At 3:34 p.m., the Dow Jones industrial average fell 151.32 points, or 0.86 percent, to 17,417.21, the S&P 500 lost 14.38 points, or 0.69 percent, to 2,065.27 and the Nasdaq Composite dropped 50.98 points, or 1 percent, to 5,037.65.
Nine of the 10 major S&P 500 sectors were lower, with the energy index's 1.65 percent fall leading the decliners.
With second-quarter reports well under way, analysts expect overall earnings of S&P 500 companies to dip 0.3 percent and revenue to decline 3.9 percent, according to Thomson Reuters data.
Such results would hurt already relatively high price valuations.
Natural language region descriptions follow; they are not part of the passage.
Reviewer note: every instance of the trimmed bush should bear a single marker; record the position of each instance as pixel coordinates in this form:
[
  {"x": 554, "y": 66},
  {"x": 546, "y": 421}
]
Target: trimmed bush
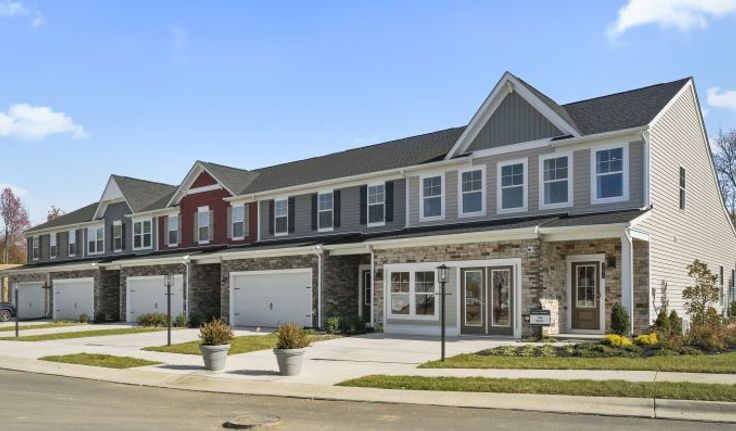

The S&P 500 trades near 16.9 times forward 12-month earnings, above the 10-year median of 14.7 times, according to StarMine data.
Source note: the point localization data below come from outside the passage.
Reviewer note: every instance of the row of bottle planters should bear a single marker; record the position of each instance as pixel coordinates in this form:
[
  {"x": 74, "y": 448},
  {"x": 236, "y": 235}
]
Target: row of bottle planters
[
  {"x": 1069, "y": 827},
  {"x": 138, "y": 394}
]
"Valuations are a concern right now," said Randy Frederick, managing director of trading and derivatives for Charles Schwab in Austin. "We really need to see corporate revenue growth."
Investors were also keeping a sharp eye on economic data ahead of this week's two-day U.S. Federal Reserve meeting, the last before September, which still looms as the first possible date for an interest rate increase.
Teva Pharmaceutical's shares jumped as much as 13.3 percent to a record high of $70.06 after it agreed to buy Allergan generic drugs business for $40.5 billion, giving up on its bid to buy Mylan. Allergan was up 7.02 percent at $329.87 while Mylan fell 14.63 percent to $56.28.
Fiat Chrysler fell 4.8 percent at $14.42 after a U.S. auto safety watchdog announced a $105 million fine against the automaker over lapses in safety recalls.
Declining issues outnumbered advancing ones on the NYSE by 2,266 to 811. On the Nasdaq, 1,997 issues fell and 806 advanced.
The S&P 500 was posting 3 new 52-week highs and 57 new lows; the Nasdaq was recording 18 new highs and 238 new lows.